Resource control¶

To ensure system stability and fair distribution of compute resources (CPU, memory and IO) we use kernel resource control features (cgroup v2) and a userspace OOM killer (systemd-oomd) which uses pressure stall information (PSI) metrics to monitor user cgroups and take corrective action before an OOM occurs in the kernel space.

See also metrics and use the resource control dashboard.

Introduction¶

Most actions (such as entering a command or starting a program) require allocation of memory. When the system memory is fully exhausted, the Kernel OOM (Out Of Memory) killer is invoked reactively to kill a (basically random) process in order to free up some memory. This can leave the system in an undefined or broken state if the wrong process is killed.

A more serious problem arises when multiple users/processes compete for memory allocation or when processes heavily fork during OOM condition (for instance in compute jobs, which could start many processes). It is unlikely the OOM killer alone is able to correct the problem while many processes are constantly forked.

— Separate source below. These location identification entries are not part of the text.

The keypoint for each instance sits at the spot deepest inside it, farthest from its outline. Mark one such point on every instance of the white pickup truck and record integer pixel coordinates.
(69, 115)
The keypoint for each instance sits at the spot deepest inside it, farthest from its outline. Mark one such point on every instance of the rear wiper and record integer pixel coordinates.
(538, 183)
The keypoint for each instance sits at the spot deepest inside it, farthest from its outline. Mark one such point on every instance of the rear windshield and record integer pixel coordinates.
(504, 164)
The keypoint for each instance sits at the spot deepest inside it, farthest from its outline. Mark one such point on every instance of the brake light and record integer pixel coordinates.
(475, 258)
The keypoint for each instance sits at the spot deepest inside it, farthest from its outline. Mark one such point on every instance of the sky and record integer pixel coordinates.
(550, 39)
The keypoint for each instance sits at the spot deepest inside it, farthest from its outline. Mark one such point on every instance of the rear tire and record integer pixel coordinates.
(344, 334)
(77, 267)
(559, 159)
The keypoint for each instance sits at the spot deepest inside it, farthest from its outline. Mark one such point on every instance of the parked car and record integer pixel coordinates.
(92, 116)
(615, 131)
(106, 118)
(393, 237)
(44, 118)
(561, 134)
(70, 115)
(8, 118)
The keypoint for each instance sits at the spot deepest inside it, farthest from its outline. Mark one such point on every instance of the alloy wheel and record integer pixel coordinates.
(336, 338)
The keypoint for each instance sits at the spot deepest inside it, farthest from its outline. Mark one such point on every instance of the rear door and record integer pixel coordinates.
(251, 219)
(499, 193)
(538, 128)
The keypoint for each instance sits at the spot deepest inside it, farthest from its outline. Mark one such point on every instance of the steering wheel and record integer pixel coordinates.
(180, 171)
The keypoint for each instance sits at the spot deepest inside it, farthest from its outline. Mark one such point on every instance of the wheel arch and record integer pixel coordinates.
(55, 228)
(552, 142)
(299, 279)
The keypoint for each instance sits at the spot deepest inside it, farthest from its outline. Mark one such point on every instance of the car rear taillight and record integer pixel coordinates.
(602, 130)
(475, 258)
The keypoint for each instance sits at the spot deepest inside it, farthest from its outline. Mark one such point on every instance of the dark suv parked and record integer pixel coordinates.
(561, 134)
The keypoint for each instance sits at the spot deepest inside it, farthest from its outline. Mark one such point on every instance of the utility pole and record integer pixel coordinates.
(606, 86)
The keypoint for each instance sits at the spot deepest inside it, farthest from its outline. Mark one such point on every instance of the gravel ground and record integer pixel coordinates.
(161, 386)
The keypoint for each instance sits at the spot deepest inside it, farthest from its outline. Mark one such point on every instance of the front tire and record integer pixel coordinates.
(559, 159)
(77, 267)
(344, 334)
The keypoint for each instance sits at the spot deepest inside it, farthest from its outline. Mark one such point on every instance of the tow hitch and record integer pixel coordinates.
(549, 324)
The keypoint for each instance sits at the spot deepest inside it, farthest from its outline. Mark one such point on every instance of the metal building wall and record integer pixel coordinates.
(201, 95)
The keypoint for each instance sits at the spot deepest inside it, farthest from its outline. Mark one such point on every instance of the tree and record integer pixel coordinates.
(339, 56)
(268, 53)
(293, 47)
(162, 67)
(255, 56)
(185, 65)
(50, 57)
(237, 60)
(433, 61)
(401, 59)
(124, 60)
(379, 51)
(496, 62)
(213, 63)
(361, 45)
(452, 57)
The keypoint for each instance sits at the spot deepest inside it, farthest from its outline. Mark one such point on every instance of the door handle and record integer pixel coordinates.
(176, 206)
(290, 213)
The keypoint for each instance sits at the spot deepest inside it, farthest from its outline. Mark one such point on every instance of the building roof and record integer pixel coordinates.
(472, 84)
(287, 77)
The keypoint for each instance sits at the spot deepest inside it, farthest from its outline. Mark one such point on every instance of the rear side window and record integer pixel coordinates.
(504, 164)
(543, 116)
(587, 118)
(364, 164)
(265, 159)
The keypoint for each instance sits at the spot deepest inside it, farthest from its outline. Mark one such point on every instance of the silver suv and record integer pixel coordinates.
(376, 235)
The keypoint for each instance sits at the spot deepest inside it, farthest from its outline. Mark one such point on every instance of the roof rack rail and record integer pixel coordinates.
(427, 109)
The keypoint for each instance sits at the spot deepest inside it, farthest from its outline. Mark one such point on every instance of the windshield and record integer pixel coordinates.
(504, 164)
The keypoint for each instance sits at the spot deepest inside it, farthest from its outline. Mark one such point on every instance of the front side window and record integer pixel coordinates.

Memory starvation will always end up in disk IO at some point, because the Kernel has to drop page caches and possibly needed code pages from memory. Now at the latest the system will be completely unresponsive because disks (SSDs, HDDs) are many orders of magnitude slower than RAM which causes everything to slow down to snail pace. This is sometimes incorrectly called "it crashed" or "it froze" but the Kernel is probably still trying to fix the problem, we will just never know.

This kind of problem is difficult do debug and the only solution is pulling the power cord (power cycle). All unsaved work including that of other users is lost.

We can prevent this situation by enforcing resource "limits", use resource accounting per user or per group of processes and use a userspace OOM killer aware of all those variables. This guide will show our default settings on managed Linux workstations and how you can monitor and configure your jobs to reside within healthy limits.

Control Group v2¶

Our managed Linux workstations use the newer version of cgroup (v2). This can be confirmed with:

+user@host:~$ mount | grep cgroup
cgroup2 on /sys/fs/cgroup type cgroup2 ...

cgroup is a mechanism to organize processes hierarchically and distribute system resources along the hierarchy in a controlled and configurable manner. cgroups form a tree structure and every process in the system belongs to one and only one cgroup. All threads of a process belong to the same cgroup. On creation, all processes are put in the cgroup that the parent process belongs to at the time.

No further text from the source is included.